Tomorrow, we will commence this semester’s Philosophy Graduate Seminar Series! As usual, the series will run from 4-6 p.m. on Wednesdays in the Pat Hanan Room (Arts 2), with speakers presenting from 4-5 p.m., followed by a Q&A period from 5-6, with a short break in between. As philosophizing often makes one hungry, I have made reservations (at least for this week) at the Kiwi Music Bar for pizza and further informal discussion — please feel free to join us for a bite after the talk!
This week’s presenter is Matthew Dentith. Here is an abstract for his talk:
THE TRUTH, THE PARTIAL TRUTH AND SOMETHING LIKE THE TRUTH: SELECTIVE EVIDENCE AND EXPLANATIONS
The contrast between official and conspiracy theories, post 9/11, has become increasingly blurred. Many of the officially endorsed and recognised explanations of events, like the British and American invasion of Iraq, have been labelled, if not conspiratorial, at the very least conspiracy-like.
I will argue in this paper that a number of explanations ranging from seemingly warranted official theories to plausible conspiracy theories are examples of what I will call Selective Evidence Explanations.
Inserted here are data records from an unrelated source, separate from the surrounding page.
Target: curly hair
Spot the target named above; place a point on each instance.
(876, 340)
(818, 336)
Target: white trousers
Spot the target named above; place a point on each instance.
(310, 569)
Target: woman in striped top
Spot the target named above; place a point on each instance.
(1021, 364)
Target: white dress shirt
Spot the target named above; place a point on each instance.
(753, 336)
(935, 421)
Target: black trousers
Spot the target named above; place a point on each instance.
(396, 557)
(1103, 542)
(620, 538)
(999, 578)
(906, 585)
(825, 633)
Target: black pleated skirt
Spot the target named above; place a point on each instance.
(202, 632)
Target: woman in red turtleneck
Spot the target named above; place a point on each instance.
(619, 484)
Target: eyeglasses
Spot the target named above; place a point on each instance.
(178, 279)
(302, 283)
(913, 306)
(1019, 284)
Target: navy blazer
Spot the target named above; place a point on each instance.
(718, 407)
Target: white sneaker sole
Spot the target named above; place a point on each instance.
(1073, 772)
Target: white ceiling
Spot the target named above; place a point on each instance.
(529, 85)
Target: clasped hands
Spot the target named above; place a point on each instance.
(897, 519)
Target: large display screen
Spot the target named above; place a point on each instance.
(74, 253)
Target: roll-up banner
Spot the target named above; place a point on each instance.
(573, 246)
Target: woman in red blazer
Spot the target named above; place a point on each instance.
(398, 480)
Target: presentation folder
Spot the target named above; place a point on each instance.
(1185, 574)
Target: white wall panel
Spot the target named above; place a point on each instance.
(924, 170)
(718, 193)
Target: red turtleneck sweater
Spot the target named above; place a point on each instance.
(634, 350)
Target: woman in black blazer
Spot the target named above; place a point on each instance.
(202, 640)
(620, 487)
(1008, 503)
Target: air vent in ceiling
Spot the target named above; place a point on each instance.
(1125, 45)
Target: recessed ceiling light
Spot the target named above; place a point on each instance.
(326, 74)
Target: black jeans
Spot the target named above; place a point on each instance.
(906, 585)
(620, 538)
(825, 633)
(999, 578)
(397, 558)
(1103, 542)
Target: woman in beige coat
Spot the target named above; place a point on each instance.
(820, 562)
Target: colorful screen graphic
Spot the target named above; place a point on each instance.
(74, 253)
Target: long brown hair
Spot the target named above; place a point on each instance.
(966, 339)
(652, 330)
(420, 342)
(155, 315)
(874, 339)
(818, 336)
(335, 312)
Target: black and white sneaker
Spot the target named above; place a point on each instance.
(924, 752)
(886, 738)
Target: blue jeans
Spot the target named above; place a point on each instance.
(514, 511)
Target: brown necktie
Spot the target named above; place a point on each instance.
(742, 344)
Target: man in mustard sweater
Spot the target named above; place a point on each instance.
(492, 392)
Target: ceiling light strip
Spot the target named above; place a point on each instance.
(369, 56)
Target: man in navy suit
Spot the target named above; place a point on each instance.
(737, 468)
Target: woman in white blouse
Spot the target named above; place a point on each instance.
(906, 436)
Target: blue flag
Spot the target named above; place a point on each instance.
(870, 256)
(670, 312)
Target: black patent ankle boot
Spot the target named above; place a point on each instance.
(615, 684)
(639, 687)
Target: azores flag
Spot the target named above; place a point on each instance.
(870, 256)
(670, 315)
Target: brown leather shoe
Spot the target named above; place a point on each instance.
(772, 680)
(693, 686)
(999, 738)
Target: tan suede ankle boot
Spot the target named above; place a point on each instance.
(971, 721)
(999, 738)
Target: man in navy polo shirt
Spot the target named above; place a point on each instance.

These are explanations that use carefully selected pools of evidence to make some explanatory hypothesis looked warranted. Some of these selective evidence explanations are used to defraud the public whilst others might be offered by people who are not a relevant authority in a discipline salient to the topic.
Using the example of the competing narratives about the (so-called) October Terror Raids of 2007CE, I will argue that such selective evidence explanations should be treated with suspicion, as they are a pathology of the normal process of inferential reasoning. I will argue that these kinds of explanations are not just part and parcel of modern political discourse but are rife in other disciplines as well and are not just much more pervasive than we might (like to) think but that they also raise interesting issues as to who we can trust.